Why can’t you get through to your partner?
You’re in a relatively long-term relationship, and things just aren’t getting better. They were great at first, but not have stalled out. What exactly are you to do? You have tried being nice. You have tried beating sense into each other. You have tried arguing. Months or years have gone by and the situation seems to be at an impasse. While this is a common narrative, it doesn’t have to be perpetually so. There are ways to get improvement in your relationship, assuming you use expert advice. Generally speaking, expert advice is that which does not come naturally to you. We aren’t born with strong logic and critical thinking skills, meaning that our emotions tend to lead the way. It made sense when there were lions and bears (adaptive), but the context has changed and the same impulses do us little good when met with an upset partner.
I created the 3-phase approach to saving a relationship from a solid understanding of what works and what doesn’t work. It is what I guide couples through when coaching them. The 3-phase approach is basically a guided effort meant to elicit positive change in one’s relationship. The typical couple skips straight to phase 2 or 3 but in an altered fashion. The more direct approaches to instigate change tend to be more hit or miss, meaning that they are best saved for later. There is a basic reality that underscores the 3-phase approach.
Look back at just about every relational argument you have ever had. You have a complaint and bring it forth to your partner.
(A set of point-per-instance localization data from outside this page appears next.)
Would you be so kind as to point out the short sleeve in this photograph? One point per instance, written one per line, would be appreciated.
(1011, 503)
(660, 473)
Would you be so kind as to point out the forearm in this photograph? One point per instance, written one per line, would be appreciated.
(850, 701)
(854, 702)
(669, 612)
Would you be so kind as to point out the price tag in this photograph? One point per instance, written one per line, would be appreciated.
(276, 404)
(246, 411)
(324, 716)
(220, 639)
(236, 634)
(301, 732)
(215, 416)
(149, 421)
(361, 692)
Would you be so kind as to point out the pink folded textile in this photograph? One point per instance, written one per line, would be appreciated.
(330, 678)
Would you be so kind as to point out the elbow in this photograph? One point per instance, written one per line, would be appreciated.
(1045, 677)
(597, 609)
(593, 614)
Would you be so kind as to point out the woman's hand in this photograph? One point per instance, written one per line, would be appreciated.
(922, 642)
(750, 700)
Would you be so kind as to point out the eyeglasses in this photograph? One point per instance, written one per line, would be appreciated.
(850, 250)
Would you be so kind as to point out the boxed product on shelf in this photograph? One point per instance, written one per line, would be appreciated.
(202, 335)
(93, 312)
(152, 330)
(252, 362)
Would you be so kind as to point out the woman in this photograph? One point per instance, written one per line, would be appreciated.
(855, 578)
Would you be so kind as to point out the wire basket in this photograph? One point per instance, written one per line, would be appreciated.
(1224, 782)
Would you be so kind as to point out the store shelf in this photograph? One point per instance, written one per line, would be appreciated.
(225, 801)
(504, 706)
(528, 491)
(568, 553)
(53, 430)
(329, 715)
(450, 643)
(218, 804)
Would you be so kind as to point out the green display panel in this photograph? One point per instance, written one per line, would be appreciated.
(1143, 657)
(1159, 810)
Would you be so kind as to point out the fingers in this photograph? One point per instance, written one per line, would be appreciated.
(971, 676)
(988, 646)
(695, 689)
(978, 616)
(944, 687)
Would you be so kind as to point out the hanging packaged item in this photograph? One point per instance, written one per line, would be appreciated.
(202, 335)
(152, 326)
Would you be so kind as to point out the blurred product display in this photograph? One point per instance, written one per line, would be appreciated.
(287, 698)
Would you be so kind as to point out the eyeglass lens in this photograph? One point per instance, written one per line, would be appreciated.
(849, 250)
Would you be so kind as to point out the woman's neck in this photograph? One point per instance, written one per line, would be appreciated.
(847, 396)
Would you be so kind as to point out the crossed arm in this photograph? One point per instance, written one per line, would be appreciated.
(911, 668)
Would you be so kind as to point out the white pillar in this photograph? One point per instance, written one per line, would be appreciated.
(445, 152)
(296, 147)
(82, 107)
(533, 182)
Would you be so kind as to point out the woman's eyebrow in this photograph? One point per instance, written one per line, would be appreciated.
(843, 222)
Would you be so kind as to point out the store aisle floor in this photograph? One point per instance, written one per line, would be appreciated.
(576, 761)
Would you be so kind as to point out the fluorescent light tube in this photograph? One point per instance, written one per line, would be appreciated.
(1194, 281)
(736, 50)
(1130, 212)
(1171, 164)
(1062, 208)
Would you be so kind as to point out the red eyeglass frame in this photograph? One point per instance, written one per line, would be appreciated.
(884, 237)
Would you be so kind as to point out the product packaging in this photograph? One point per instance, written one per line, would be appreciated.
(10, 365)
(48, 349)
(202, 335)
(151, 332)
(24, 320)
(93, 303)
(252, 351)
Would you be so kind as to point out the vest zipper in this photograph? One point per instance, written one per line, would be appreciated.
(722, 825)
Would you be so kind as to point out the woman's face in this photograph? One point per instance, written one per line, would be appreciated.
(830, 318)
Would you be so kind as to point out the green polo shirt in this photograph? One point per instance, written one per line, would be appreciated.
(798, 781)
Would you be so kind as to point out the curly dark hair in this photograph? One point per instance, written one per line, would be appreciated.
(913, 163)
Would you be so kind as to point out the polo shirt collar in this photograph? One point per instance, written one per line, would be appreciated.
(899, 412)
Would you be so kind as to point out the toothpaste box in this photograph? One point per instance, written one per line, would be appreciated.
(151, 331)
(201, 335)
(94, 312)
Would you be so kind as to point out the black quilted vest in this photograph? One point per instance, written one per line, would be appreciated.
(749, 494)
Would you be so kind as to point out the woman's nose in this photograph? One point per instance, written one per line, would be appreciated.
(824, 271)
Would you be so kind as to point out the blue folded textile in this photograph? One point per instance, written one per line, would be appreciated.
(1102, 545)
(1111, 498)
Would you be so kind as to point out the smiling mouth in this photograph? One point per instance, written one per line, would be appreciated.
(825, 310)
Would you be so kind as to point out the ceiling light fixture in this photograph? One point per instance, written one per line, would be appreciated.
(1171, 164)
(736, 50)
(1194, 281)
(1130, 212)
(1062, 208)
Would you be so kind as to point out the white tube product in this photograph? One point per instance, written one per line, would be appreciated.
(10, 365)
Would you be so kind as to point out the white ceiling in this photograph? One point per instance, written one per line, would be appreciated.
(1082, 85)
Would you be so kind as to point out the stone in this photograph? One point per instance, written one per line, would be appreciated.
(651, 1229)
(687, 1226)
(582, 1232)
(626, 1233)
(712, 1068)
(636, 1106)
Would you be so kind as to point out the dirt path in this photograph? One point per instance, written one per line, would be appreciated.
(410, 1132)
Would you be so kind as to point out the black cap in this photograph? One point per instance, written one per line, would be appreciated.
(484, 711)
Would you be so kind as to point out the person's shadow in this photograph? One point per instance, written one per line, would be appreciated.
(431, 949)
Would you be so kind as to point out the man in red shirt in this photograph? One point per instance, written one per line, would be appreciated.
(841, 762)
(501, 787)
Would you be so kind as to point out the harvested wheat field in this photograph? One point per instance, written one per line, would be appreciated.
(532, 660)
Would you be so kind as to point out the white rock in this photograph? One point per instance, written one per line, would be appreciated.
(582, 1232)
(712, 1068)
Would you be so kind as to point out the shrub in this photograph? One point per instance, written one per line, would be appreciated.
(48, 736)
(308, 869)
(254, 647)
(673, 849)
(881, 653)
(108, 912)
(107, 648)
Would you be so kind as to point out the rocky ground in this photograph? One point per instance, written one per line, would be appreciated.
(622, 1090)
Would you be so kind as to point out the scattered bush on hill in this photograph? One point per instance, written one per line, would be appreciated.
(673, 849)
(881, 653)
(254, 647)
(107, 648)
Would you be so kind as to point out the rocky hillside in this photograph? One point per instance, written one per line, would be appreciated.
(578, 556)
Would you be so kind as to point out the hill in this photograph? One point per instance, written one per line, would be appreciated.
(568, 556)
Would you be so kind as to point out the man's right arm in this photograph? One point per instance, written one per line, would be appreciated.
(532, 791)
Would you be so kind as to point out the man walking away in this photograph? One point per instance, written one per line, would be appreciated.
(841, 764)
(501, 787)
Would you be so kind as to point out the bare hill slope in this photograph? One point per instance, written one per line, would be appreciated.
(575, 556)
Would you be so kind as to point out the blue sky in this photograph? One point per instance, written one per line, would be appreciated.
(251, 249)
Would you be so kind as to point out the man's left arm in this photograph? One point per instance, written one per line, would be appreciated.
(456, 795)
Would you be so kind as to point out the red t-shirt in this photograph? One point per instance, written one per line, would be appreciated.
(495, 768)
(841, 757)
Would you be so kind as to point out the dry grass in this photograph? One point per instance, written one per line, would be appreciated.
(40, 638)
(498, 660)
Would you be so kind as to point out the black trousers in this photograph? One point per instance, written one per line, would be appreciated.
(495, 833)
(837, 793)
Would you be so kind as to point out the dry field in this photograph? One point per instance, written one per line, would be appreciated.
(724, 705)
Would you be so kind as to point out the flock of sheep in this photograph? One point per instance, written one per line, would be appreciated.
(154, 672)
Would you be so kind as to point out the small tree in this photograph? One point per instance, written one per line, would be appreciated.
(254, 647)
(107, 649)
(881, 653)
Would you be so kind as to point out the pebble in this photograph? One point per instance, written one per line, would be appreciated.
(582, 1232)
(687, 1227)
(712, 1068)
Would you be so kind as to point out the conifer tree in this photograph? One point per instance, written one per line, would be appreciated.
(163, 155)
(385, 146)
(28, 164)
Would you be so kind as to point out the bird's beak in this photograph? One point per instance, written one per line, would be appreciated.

Soon after, your partner finds something wrong that you have done, neglecting to directly comment on your complaint. If you are good at managing your emotions, you try to keep the topic from spiraling out of control by continuing to talk about the one complaint that you had. Unfortunately, it didn’t work and you feel that you have to drop the complaint or battle it out with your partner. The typical couple employs this type of arguing, but let us not assume that people are inherently bad for doing this. It is normal but does get in the way of enjoying a fruitful relationship. The “why” is because individuals don’t like to feel or look inconsistent or wrong. It also threatens their emotional well-being.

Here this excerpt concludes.